New Government Regulations
In an effort to help reduce the spread of the virus, Governments around the world are analysing the effects of improving indoor ventilation to avoid virus spread and are currently creating new regulations which are evolving as new research and recommendations are delivered. Most of the recommendations focus on providing as much fresh air as possible, keeping the exhaust running all the time and maintaining appropriate temperature and humidity levels to create an environment hostile to the virus to survive in.
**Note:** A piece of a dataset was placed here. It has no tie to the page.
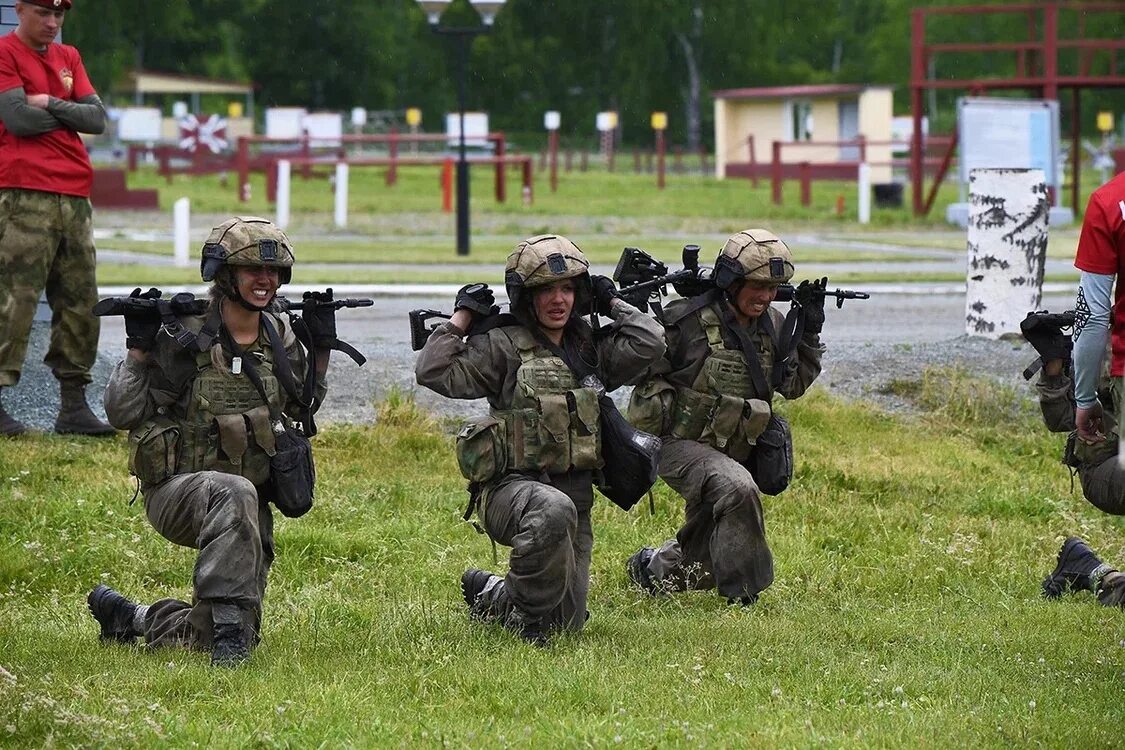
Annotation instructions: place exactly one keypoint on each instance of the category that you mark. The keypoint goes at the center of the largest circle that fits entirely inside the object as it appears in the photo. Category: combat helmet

For example, UK Government has recommended the use of high-efficiency particulate air (HEPA) filtration and opening doors and windows where possible and safe to do so. As per the guideline set by the Indian Government the room temperature should be maintained between 24 °C and 30 °C and maintain a relative humidity between 40% and 70%. The Saudi Government is ensuring that the air-handling units of grand mosques in Mecca and Medina are supplying 100% fresh air with no recirculation. ASHRAE in the US, provide a series of recommendation, including a flushing sequence before and after area running hours.
What effect will these Measures have on Energy Efficiency?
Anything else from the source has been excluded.